I can announce today that the number of people claiming unemployment benefit has fallen below 1 million for the first time in over a quarter of a century.
The figures being released show that:
* Claimant unemployment fell to 996,200 in February, a fall of 10,600 on the previous month, and the lowest level since December 1975;
* Unemployment as measured by the ILO definition is also down by 81,000 - over the last three months;
* The number of those in work is up at to 28.1 million, higher than at any time in this country's history.
As you know, we're careful about setting too much store on one month's figures. But unemployment below one million for the first time in a generation is a significant milestone on the road to Britain as a land of opportunity.
And these good figures today are in line with clear trends in the economy - steady growth, unemployment down, employment up.
Full employment in the modern sense is within our grasp.
But in continuing to tackle unemployment, we need to focus not only on those currently in the labour market without a job, but also on the inactive in our society. Those people who have - until now - been considered by some as unable to work. Many lone parents, partners of the unemployed, many disabled people say that, if given the option, they would prefer to work. But there has been very little support for them.
That is why we are extending the sort of all-round support offered in other New Deals to these groups.
I'd like to pay tribute to those New Dealers here today and to all those who have been unemployed, and are getting themselves off welfare and into work, with the Government's help in programmes like the New Deal. The scale of their ambitions to get back into work reflects the ambitions for Britain which we have as a government.
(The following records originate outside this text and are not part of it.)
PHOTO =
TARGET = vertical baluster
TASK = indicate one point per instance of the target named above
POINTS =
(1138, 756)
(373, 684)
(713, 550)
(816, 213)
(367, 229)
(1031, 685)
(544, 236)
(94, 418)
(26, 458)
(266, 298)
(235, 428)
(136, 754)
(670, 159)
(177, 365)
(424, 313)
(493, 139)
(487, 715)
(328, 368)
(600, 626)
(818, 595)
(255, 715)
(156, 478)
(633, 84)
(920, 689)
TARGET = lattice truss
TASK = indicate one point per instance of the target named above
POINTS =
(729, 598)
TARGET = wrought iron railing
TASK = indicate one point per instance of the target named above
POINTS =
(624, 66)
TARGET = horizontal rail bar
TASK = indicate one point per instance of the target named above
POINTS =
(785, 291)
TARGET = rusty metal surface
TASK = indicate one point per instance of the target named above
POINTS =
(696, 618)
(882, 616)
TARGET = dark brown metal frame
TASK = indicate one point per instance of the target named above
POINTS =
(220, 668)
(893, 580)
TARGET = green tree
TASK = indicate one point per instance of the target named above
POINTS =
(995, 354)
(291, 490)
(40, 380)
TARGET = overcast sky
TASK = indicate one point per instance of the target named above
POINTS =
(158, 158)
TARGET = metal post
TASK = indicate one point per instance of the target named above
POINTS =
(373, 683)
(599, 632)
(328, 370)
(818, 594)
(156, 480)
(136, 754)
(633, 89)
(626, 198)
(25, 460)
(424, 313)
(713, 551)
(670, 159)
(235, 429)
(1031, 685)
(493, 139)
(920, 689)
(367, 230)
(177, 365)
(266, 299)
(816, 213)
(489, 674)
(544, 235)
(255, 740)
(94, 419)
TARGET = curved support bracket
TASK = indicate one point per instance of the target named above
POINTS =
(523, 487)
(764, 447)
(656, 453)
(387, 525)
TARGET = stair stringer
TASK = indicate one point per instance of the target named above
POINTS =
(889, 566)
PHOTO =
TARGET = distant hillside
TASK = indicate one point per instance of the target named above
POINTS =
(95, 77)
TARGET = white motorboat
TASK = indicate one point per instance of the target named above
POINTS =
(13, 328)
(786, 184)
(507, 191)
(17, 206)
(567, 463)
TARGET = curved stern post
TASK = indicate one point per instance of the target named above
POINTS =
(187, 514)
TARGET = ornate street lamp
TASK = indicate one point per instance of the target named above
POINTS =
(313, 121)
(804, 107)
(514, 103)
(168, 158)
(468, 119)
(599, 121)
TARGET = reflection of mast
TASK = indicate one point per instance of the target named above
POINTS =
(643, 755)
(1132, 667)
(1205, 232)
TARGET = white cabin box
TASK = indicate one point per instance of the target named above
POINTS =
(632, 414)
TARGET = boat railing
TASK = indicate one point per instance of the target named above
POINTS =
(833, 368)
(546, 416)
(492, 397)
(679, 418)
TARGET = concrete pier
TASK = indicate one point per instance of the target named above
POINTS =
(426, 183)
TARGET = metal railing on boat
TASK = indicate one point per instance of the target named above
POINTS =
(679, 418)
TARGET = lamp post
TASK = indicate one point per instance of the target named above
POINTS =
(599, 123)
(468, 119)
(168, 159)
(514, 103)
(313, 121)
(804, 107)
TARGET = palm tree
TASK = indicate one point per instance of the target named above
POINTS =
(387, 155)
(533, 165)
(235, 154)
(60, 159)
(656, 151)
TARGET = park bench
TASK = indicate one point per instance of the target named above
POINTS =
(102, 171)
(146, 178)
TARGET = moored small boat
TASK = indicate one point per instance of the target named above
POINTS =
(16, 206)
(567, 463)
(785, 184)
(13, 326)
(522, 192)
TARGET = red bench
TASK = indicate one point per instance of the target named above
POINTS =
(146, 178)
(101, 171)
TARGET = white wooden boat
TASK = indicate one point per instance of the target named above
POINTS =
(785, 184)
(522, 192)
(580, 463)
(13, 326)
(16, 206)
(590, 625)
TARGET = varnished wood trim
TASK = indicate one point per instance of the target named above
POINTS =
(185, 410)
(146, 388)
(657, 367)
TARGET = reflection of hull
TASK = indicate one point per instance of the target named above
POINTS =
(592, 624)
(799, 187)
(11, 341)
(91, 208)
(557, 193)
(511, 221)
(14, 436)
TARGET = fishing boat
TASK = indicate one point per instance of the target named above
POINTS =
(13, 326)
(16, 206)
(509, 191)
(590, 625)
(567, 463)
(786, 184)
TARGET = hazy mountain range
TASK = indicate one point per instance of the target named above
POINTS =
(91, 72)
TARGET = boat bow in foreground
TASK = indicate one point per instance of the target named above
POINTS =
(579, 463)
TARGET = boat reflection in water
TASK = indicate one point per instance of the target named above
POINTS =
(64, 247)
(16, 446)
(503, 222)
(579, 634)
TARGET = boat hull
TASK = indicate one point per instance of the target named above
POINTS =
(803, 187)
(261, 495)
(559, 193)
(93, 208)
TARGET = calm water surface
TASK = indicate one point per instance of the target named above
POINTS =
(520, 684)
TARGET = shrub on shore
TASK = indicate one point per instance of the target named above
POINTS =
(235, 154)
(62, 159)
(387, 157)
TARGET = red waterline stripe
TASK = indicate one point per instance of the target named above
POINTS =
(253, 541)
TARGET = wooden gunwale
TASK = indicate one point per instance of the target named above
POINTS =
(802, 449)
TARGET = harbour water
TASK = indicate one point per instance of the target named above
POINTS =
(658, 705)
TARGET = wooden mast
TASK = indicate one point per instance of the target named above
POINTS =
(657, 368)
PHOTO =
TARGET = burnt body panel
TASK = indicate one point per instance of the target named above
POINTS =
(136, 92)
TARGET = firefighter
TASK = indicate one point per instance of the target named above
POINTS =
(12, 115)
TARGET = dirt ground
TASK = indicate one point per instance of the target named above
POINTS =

And it's a big achievement too by employers, creating and filling jobs, working against the background of economic stability we've created.
I'd also like to pay tribute to David Blunkett and Tessa Jowell who have worked tirelessly to make the New Deal the success it is. And to Alistair Darling, whose reform of the benefits system has helped to ensure that a passive life on benefit is no longer the norm, but the exception.
As I have emphasised throughout our time in office, this is a government that stays relentlessly focussed on the fundamentals: economic stability so that living standards can rise and families and businesses can plan ahead; jobs so that people get the chance to make the most of their potential; and public services so that our schools and hospitals improve, and we get crime down.
Last week's Budget showed that on the question of economic stability, and the handling of the nation's finances, we have in Gordon Brown a brilliant Chancellor whose astute economic management is benefiting the hard-working families we represent.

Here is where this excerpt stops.